Example 10.7-2. Shared Subarrays After A Clone

The fact that subarrays are shared when a multidimensional array is cloned is shown by this program:

class Test2 {
    public static void main(String[] args) throws Throwable {
        int ia[][] = { {1,2}, null };
        int ja[][] = ia.clone();
        System.out.print((ia == ja) + " ");
        System.out.println(ia[0] == ja[0] && ia[1] == ja[1]);
    }
}

This program produces the output:

false true

showing that the int[] array that is ia[0] and the int[] array that is ja[0] are the same array.


10.8. Class Objects for Arrays

Every array has an associated Class object, shared with all other arrays with the same component type.

Although an array type is not a class, the Class object of every array acts as if:

  • The direct superclass of every array type is Object.

  • Every array type implements the interfaces Cloneable and java.io.Serializable.

Example 10.8-1. Class Object Of Array

class Test1 {
    public static void main(String[] args) {
        int[] ia = new int[3];
        System.out.println(ia.getClass());
        System.out.println(ia.getClass().getSuperclass());
        for (Class<?> c : ia.getClass().getInterfaces())
            System.out.println("Superinterface: " + c);
    }
}

This program produces the output:

class [I
class java.lang.Object
Superinterface: interface java.lang.Cloneable
Superinterface: interface java.io.Serializable

where the string "[I" is the run-time type signature for the Class object "array with component type int".

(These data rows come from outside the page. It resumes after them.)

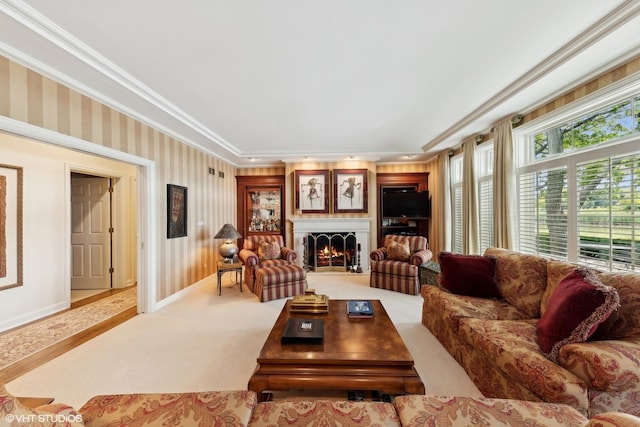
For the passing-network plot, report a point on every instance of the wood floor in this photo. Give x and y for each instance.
(31, 362)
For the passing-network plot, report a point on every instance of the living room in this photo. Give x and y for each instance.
(52, 126)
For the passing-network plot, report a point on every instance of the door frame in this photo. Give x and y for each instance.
(146, 198)
(119, 217)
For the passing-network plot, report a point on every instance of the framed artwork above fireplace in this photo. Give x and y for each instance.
(350, 191)
(312, 191)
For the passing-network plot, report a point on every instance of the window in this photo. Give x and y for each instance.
(613, 122)
(485, 194)
(608, 207)
(579, 188)
(456, 201)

Example 10.8-2. Array Class Objects Are Shared

class Test2 {
    public static void main(String[] args) {
        int[] ia = new int[3];
        int[] ib = new int[6];
        System.out.println(ia == ib);
        System.out.println(ia.getClass() == ib.getClass());
    }
}

This program produces the output:

false
true

While ia and ib refer to different arrays, the result of the comparison of the Class objects demonstrates that all arrays whose components are of type int are instances of the same array type (namely int[]).

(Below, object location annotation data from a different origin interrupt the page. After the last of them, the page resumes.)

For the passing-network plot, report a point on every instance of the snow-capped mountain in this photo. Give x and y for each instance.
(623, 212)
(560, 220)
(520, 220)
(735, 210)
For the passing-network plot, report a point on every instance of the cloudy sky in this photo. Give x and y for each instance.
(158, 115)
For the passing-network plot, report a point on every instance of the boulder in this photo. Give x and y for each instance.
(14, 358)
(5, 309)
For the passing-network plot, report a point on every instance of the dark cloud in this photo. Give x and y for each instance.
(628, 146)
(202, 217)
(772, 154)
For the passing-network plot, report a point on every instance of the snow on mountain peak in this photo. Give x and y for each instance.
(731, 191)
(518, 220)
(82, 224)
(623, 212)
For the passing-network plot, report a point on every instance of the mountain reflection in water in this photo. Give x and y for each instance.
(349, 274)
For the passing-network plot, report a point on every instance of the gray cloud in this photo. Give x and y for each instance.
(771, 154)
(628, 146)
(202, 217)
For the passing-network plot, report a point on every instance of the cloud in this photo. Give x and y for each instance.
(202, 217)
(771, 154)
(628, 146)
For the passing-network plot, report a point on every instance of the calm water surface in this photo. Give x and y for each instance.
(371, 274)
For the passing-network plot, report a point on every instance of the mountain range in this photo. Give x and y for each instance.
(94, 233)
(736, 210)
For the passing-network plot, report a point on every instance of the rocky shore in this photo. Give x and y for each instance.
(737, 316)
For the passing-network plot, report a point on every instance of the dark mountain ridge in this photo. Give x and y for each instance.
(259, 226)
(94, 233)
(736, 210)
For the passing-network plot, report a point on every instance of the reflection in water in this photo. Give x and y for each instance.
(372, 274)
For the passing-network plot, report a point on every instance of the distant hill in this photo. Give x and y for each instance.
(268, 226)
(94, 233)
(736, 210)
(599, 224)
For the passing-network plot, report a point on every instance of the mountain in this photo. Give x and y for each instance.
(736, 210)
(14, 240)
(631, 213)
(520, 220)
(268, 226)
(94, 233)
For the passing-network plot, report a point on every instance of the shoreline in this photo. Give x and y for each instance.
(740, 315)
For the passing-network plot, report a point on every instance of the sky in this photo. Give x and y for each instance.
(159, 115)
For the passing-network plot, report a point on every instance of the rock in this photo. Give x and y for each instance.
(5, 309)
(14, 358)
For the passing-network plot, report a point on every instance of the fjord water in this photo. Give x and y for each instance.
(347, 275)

10.9. An Array of Characters is Not a String

In the Java programming language, unlike C, an array of char is not a String, and neither a String nor an array of char is terminated by '\u0000' (the NUL character).

A String object is immutable, that is, its contents never change, while an array of char has mutable elements.

The method toCharArray in class String returns an array of characters containing the same character sequence as a String. The class StringBuffer implements useful methods on mutable arrays of characters.